Одной из проблем разговора об историческом движении в терминах ритуала является проблема самого движения, перехода к новому состоянию. Модель ритуала, несмотря на повторяемость ее цикла, не обязательно противостоит модерному представлению о линейности истории. С помощью ритуала сообщество обретает возможность снять накопившееся напряжение, преодолеть ригидность социальных структур, более не отвечающих актуальным задачам, утвердить господство культуры над миром природы [182] Подробный аналитический обзор различных теорий ритуала см. в: Зенкин С . Небожественное сакральное: Теория и художественная практика. М.: РГГУ, 2012.
. Так поэтика соцреализма была проинтерпретирована Катериной Кларк через структуру обряда перехода, которая позволяла преодолевать сопротивление природных стихий, внутренних и внешних врагов через символический механизм жертвоприношения, после чего герой (или коллектив) обретал новый социальный и идеологический статус [183] Кларк К . Советский роман: история как ритуал. Екатеринбург: Изд-во Уральского университета, 2002.
.
Затруднение возникает в тот момент, когда промежуточная, лиминальная фаза переходного обряда, работающая в качестве критического пародийного инструмента, позволяющего проблематизировать структуру (грамматику и словарь) предыдущей ритуальной фазы (предыдущей исторической эпохи), приобретает самоценный характер. В таком случае диалектика разрушения и воспроизводства приобретает дурную бесконечность, в которой критическая ревизия противостоящего или предшествующего языка оборачивается его паразитической эксплуатацией, ставящей критика в зависимость от того, что он стремится разоблачить. На эту диалектическую ловушку Б. Гройс указывал еще в самом начале новой постсоветской эпохи: «Во время господства этой [советской] культуры оно [неофициальное искусство концептуализма] воспринимается как ее критика, но после ее исчезновения… скорее, как ее спасительная фиксация в пространстве исторической памяти» [184] Гройс Б . Московский концептуализм, или репрезентация сакрального (1991) // Гройс Б. Указ. соч. С. 306.

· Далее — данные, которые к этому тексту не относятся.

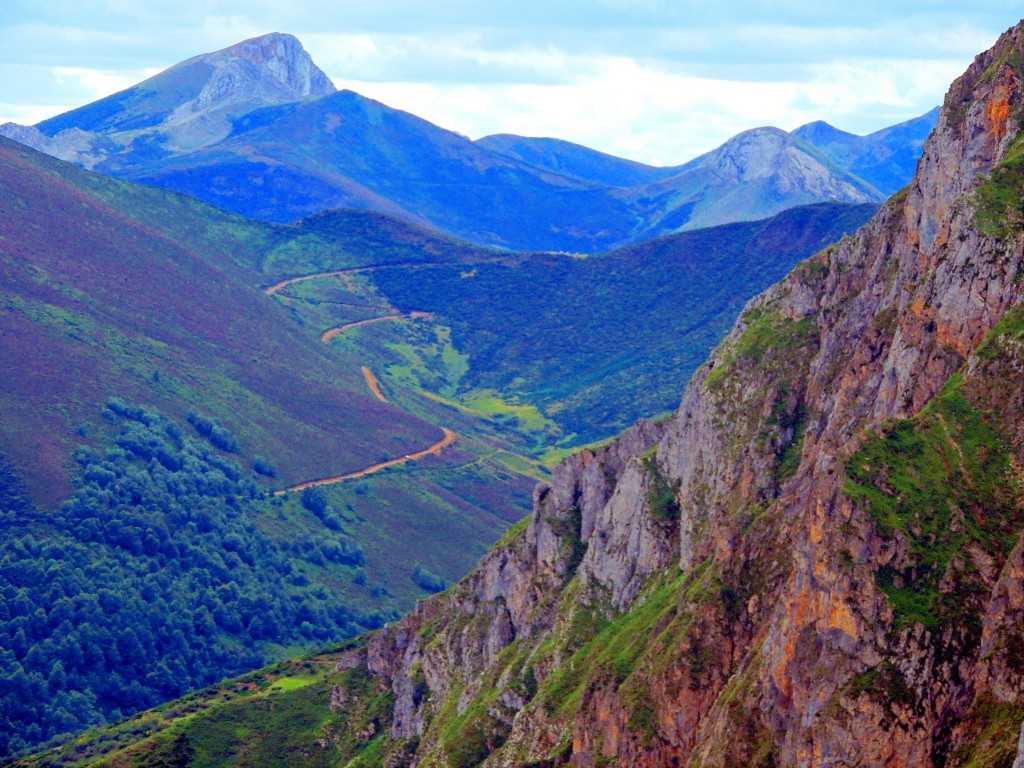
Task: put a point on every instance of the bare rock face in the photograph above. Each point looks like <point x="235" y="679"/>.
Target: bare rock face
<point x="268" y="70"/>
<point x="817" y="559"/>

. Надо сказать, что этот вопрос выходит за пределы эстетических и символических отношений между концептуализмом и тем, что было объектом его критических и пародийных конструкций. Это проблема самой возможности такого исторического перехода, в котором бы коммуникация между настоящим и прошлым не сводилась к вариантам, заданным отношениями долга или вины, возвратным движением или отрицанием, рессантиментом или ностальгией [185] См.: Деррида Ж . Призраки Маркса. М.: Logos-altera, 2006.
. Какова может быть историческая перспектива, преодолевающая круговорот советский/антисоветский/постсоветский, в котором префикс, носящий грамматически служебный характер по отношению к морфологической основе, оказывается знаком дискурсивной зависимости и на содержательном уровне [186]?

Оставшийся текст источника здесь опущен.